On 09.08.2014 07:04, Zhuowei zhang (Redacted sender zhuoweizhang@xxxxxxxxx for DMARC) wrote:
During this port, I understood *how* the Solaris porters worked around a problem, but not *why* the workaround was needed in the first place. In the Solaris runtime, the pipe() system call is implemented in hand-written assembly, and passes the results in registers instead of storing them in a caller-provided array. I found that this handwritten function wasn't needed on 386, but is required on amd64, otherwise one gets an invalid value error from the kernel. I'm confused about why this is needed - what's the difference between writing to an array on 386 and on amd64?
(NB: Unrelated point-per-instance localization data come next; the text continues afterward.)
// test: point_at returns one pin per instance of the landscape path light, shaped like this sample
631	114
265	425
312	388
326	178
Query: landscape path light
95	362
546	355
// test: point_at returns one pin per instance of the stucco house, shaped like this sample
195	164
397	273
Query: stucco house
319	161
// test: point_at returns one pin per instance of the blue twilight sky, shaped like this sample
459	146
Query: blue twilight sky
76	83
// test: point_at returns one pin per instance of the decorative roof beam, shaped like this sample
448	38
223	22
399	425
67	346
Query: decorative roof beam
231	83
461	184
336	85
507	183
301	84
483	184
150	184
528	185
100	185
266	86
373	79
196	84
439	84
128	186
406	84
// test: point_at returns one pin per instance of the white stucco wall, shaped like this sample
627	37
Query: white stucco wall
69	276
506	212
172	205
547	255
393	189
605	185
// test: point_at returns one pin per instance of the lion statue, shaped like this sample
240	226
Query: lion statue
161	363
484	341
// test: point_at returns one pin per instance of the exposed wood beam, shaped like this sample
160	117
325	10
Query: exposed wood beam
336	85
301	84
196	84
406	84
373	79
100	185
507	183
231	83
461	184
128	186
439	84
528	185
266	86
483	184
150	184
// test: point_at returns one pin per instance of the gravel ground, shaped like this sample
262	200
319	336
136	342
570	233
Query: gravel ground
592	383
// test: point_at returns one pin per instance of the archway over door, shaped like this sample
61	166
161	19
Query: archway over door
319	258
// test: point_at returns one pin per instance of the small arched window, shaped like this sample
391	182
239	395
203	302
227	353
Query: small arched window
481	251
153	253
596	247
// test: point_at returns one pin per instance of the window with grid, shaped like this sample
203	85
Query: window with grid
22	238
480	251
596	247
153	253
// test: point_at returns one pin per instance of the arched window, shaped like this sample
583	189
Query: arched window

None really. If you look at the kernel-side code [1], you'll see that the only parameter dependent error is B_BAD_ADDRESS (I assume you didn't mean B_BAD_VALUE). So I'd say you simply pass in an invalid pointer.
[...]
On a related note, during this port, I noticed that Haiku x86_64, unlike Solaris and possibly other 64-bit Unix-like OSes, has a 32-bit time_t i.e. the number of seconds in struct timespec is a 32-bit value. Does this mean that 64-bit Haiku is also subject to the Year 2038 problem?
Yes. It might not be trivial for us to switch time_t to 64 bit, but I guess we should do it earlier rather than later.